Xは児童買春を犯したことで逮捕され、罰金刑を受けた。
その事実はインターネットニュースでも報道され、掲示板等でXについて多数の書き込みがなされた。
これにより、Xの名前で検索すると、それらの情報が検索結果として表示されるようになった。
Xは「人には忘れられる権利があるはずだ。
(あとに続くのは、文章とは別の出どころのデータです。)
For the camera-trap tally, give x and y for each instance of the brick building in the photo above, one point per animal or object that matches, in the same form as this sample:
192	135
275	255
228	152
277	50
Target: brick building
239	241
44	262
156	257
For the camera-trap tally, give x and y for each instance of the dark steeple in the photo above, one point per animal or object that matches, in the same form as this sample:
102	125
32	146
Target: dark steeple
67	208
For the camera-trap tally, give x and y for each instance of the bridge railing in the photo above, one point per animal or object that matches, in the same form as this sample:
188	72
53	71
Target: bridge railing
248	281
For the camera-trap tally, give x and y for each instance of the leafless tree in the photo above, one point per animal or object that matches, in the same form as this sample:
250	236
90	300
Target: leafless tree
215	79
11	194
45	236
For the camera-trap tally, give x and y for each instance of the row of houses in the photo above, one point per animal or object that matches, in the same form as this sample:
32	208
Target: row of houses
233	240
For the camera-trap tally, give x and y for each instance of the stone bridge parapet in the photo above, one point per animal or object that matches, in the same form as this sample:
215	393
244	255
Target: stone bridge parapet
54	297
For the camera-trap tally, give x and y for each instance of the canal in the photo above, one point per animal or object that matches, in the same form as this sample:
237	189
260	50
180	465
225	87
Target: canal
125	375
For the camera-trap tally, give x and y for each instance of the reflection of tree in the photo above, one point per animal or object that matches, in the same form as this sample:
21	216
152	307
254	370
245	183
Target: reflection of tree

Googleは検索結果を削除しろ」と仮処分の申し立てをした。

争点

  • 「忘れられる権利」に基づいて逮捕歴の削除を求められるか。

押さえておくべきポイント

最高裁は「忘れられる権利」について言及しなかった。
  • 個人のプライバシーに属する事実をみだりに公表されない利益は法的保護の対象であるが、一方で、検索結果の提供はGoogleの表現行為であり、それは現代社会においてインターネット上の情報流通の基盤として大きな役割を果たしている。
  • 「事実を公表されない法的利益」と、「URL等情報を検索結果として提供する理由に関する諸事情」を比較衡量して、「当該事実を公表されない法的利益」が優越する場合は削除を求めることができる。
  • 本件は今なお公共の利害に関する事項であり、削除を求めることはできない。

 

この判例で一番重要なのは、「忘れられる権利」について最高裁は何も言及していないということです。
最高裁はあくまでプライバシー権の問題として判断し、比較衡量論によって申立てを退けました。

ちなみにEUでは「忘れられる権利」が明文で認められていますので、そうした違いも頭に入れておきましょう。

なお、似た判例として「ノンフィクション『逆転』事件」も見ておいてください。